In the first 11 months of 2020, Mexican imports of oxygen concentrators came mainly from the United States (90.2 million dollars), China (61.5 million), New Zealand (16.8 million), the Dominican Republic (13 million) and Germany ( 10.5 million).

Mexico’s economy contracted 9.6% in the first nine months of 2020, reflecting the effects of the pandemic on the economy in general and including, in particular, an increase in unemployment and underemployment and lower consumer demand in the short term.

Until this Tuesday, in Mexico there have been 1 million 788,905 accumulated confirmed cases and 152,016 deaths caused by the new coronavirus, being one of the most affected nations.

Mexico ranked as the world’s 15th importer of oxygen concentrators in 2019 and, at the same time, as the seventh exporter of these products. In the accumulated to November 2020, its external sales totaled 446.3 million dollars, for which it obtained a surplus of 186.7 million.

Oxygen concentrators

The United States (the world’s largest importer) was the main destination for Mexican exports of oxygen concentrators, with 392.6 million dollars, followed by the United Kingdom (45.8 million) and Germany (3.1 million).

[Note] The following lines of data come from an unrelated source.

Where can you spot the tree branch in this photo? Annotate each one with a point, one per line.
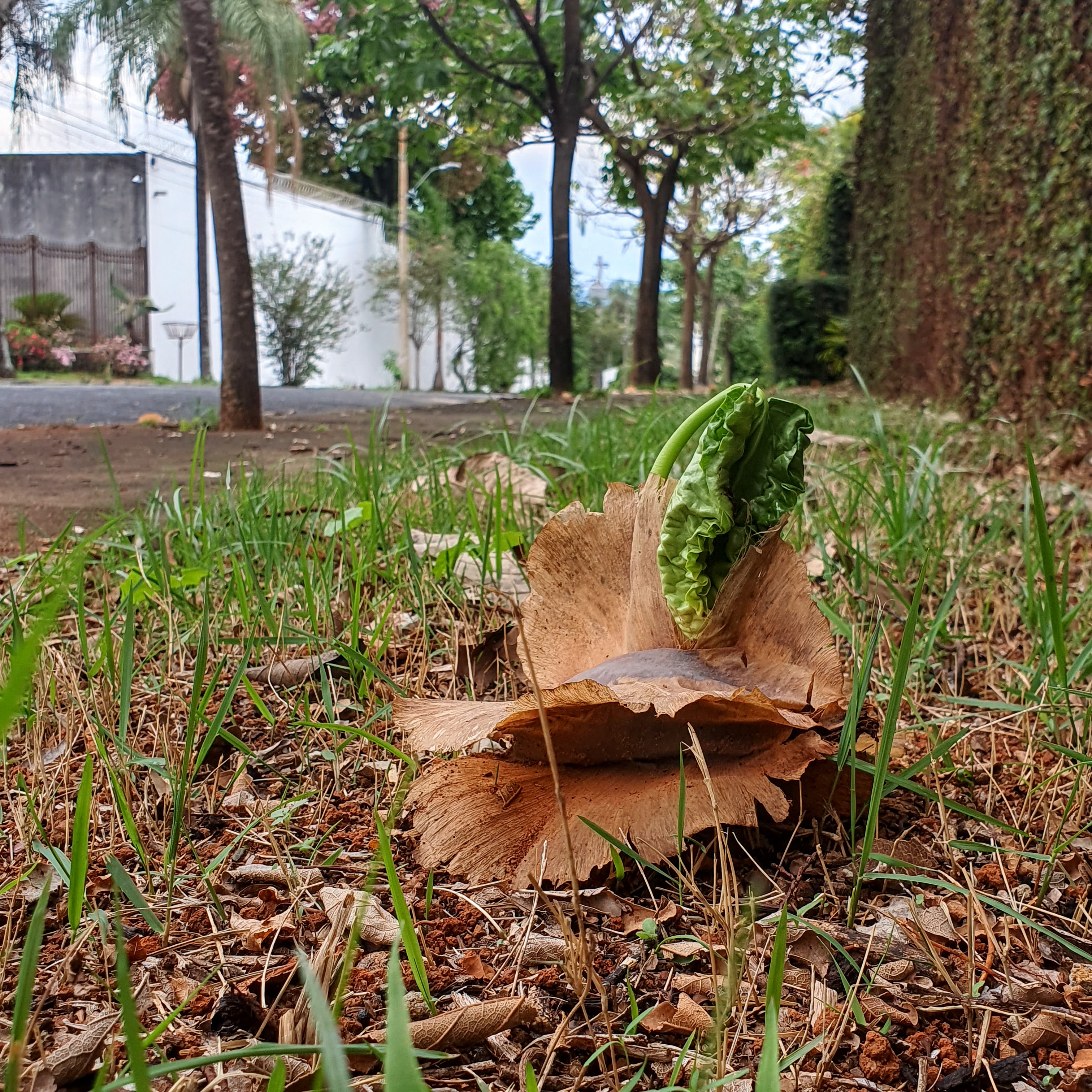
(626, 52)
(545, 64)
(481, 69)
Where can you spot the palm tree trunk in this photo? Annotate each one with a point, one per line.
(240, 397)
(205, 342)
(707, 319)
(559, 334)
(689, 293)
(438, 377)
(647, 361)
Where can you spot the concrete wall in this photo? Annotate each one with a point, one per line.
(75, 199)
(81, 123)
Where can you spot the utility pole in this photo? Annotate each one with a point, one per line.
(403, 261)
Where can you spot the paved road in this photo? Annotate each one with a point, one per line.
(118, 404)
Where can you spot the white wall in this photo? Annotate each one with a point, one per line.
(81, 122)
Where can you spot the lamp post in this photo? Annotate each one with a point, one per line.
(181, 332)
(404, 252)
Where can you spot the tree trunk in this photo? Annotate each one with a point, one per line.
(707, 319)
(438, 378)
(205, 341)
(689, 261)
(647, 361)
(240, 397)
(559, 338)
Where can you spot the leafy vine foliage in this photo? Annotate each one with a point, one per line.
(972, 256)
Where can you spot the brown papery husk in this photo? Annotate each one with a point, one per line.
(622, 688)
(489, 820)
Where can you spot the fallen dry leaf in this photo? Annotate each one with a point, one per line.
(826, 1010)
(690, 1015)
(877, 1008)
(641, 800)
(813, 950)
(378, 927)
(1084, 1060)
(472, 965)
(512, 584)
(896, 971)
(140, 948)
(607, 653)
(470, 1026)
(660, 1019)
(684, 949)
(291, 672)
(255, 932)
(485, 662)
(485, 470)
(543, 949)
(1045, 1030)
(878, 1062)
(75, 1058)
(273, 874)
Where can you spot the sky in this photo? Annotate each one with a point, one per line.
(611, 236)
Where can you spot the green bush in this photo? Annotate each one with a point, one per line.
(799, 313)
(46, 307)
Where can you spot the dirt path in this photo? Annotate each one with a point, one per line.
(51, 474)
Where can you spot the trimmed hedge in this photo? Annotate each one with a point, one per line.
(799, 312)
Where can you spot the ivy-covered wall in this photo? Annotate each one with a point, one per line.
(972, 242)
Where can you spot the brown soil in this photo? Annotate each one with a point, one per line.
(53, 474)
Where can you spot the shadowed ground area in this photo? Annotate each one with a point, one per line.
(53, 473)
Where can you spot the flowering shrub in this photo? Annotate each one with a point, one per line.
(120, 355)
(29, 350)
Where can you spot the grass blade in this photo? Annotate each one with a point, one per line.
(25, 990)
(1050, 574)
(130, 1022)
(81, 837)
(401, 1073)
(126, 886)
(334, 1066)
(887, 738)
(858, 695)
(126, 680)
(768, 1078)
(402, 913)
(23, 662)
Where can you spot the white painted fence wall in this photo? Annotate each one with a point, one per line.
(81, 122)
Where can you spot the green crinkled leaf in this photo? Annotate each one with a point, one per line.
(745, 476)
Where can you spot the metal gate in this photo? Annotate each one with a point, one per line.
(30, 266)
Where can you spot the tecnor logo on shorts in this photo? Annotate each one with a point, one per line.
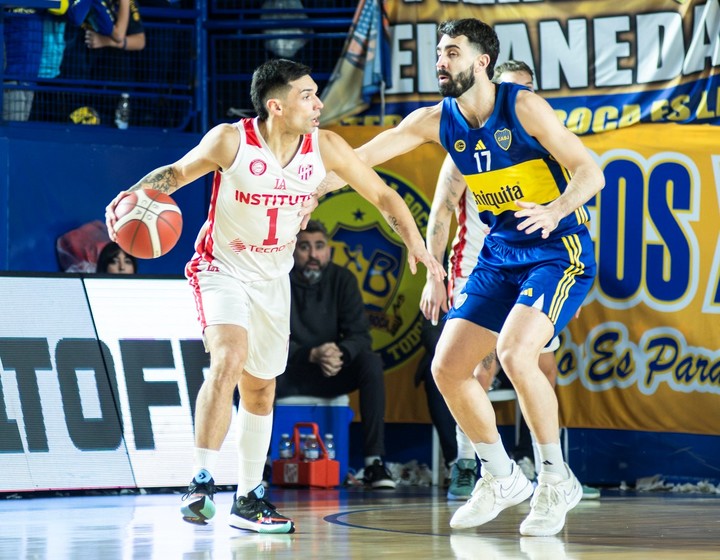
(363, 242)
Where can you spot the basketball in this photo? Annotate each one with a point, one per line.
(148, 224)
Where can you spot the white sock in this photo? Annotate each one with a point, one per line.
(465, 446)
(551, 459)
(205, 459)
(494, 458)
(371, 459)
(254, 434)
(536, 454)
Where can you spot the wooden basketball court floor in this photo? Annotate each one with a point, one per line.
(354, 523)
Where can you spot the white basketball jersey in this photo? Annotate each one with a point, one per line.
(253, 219)
(469, 239)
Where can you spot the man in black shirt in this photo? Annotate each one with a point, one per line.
(330, 345)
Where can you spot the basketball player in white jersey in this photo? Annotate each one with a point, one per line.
(264, 169)
(452, 195)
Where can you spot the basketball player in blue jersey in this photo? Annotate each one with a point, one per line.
(453, 197)
(530, 178)
(263, 169)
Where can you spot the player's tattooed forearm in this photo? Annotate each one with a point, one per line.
(162, 180)
(393, 222)
(439, 228)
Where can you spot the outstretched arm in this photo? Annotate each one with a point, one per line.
(338, 156)
(419, 127)
(215, 151)
(450, 187)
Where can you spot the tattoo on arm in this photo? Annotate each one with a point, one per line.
(393, 222)
(162, 180)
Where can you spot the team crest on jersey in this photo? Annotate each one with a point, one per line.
(363, 243)
(305, 172)
(504, 138)
(237, 245)
(258, 167)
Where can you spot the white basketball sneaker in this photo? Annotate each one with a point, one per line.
(490, 496)
(553, 498)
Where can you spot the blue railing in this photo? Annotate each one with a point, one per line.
(193, 73)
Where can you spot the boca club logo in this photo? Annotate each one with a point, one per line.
(258, 167)
(363, 243)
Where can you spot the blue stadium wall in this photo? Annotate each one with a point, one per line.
(55, 180)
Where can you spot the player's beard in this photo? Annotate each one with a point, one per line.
(458, 84)
(313, 275)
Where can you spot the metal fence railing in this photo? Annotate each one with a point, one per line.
(194, 71)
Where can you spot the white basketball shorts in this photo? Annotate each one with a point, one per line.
(261, 307)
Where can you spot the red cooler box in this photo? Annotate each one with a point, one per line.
(296, 471)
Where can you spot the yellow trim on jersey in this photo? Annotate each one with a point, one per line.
(582, 216)
(576, 268)
(498, 191)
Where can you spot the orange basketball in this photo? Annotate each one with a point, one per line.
(148, 224)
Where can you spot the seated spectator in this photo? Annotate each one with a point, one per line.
(113, 260)
(109, 23)
(330, 345)
(78, 249)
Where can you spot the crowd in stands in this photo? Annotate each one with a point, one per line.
(67, 64)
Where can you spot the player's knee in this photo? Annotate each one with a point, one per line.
(441, 374)
(227, 365)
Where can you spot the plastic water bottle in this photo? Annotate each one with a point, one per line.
(312, 448)
(122, 112)
(330, 445)
(303, 445)
(287, 447)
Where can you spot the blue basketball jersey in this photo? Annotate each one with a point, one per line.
(503, 164)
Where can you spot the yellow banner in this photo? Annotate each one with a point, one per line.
(645, 352)
(601, 64)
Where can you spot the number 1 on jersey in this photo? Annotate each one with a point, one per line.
(271, 239)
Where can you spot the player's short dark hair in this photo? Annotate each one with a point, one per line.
(272, 79)
(480, 35)
(108, 254)
(315, 226)
(512, 66)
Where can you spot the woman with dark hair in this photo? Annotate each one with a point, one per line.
(113, 260)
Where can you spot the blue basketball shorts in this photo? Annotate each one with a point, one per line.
(554, 277)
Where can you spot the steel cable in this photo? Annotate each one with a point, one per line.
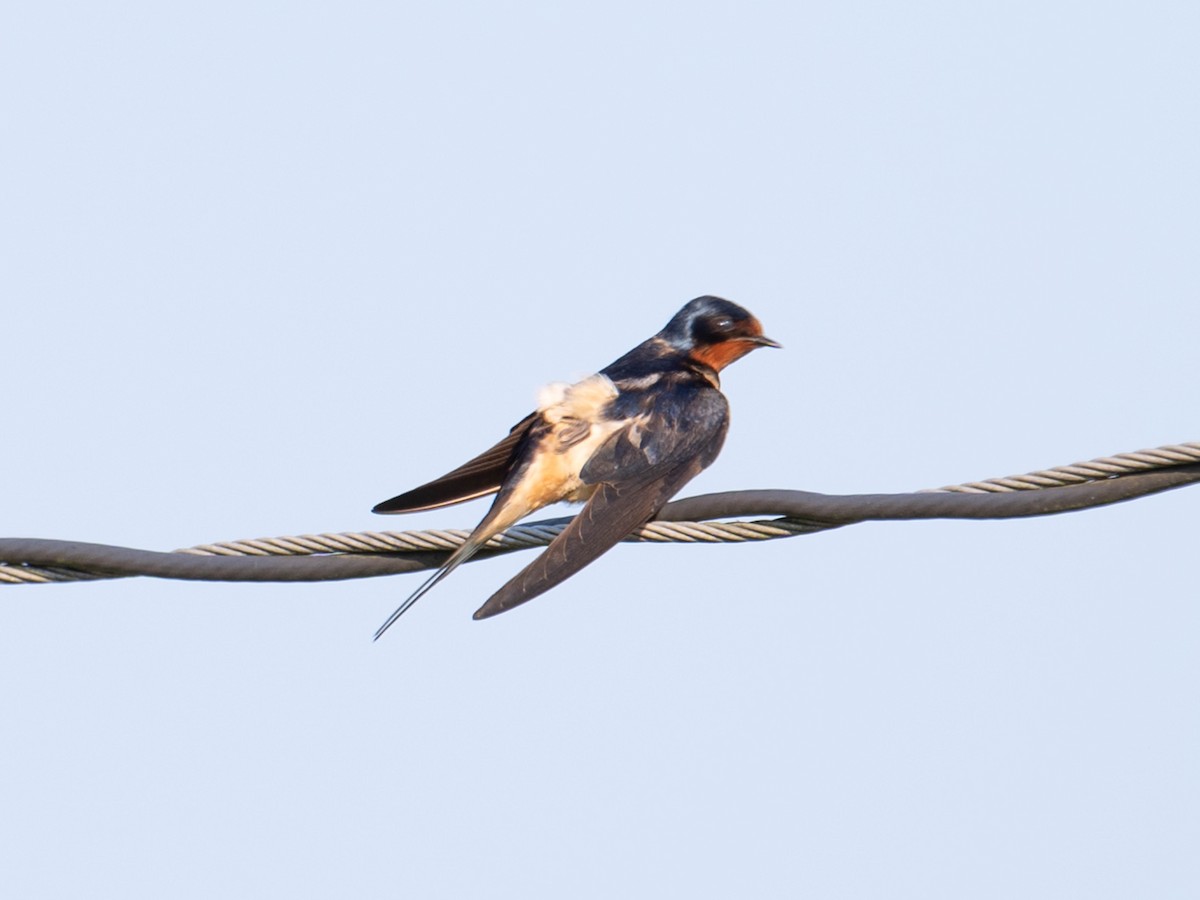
(333, 557)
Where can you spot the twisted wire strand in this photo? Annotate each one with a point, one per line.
(1081, 472)
(327, 557)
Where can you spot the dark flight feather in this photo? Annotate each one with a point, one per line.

The statistics also include ozone or aerosol therapy devices, and other respiratory therapy devices.

Inogen Company estimates that approximately 3 million patients in the United States used long-term oxygen therapy in 2018, based on traditional Medicare fee-for-service data from 2018, data from commercial payers, and the company’s own estimate of the size of Additional patient populations, such as Retail Sales and Veterans Administration Population.

While there is no single up-to-date source for long-term oxygen therapy market data, this market size estimate is based on recent analysis that Inogen conducted with the help of a third party and certain internal estimates.

Since the outbreak of the pandemic, the world’s governments have adopted a series of protective measures to slow the progression of the virus and prevent the collapse of the health system.

There is currently a shortage of oxygen concentrators in Mexico, due to the high demand driven by the growing positive cases of Covid-19.

Overall, the Covid-19 pandemic has had a negative impact on the global economy, disrupted consumer spending and global supply chains, and created significant volatility and disruption in financial markets.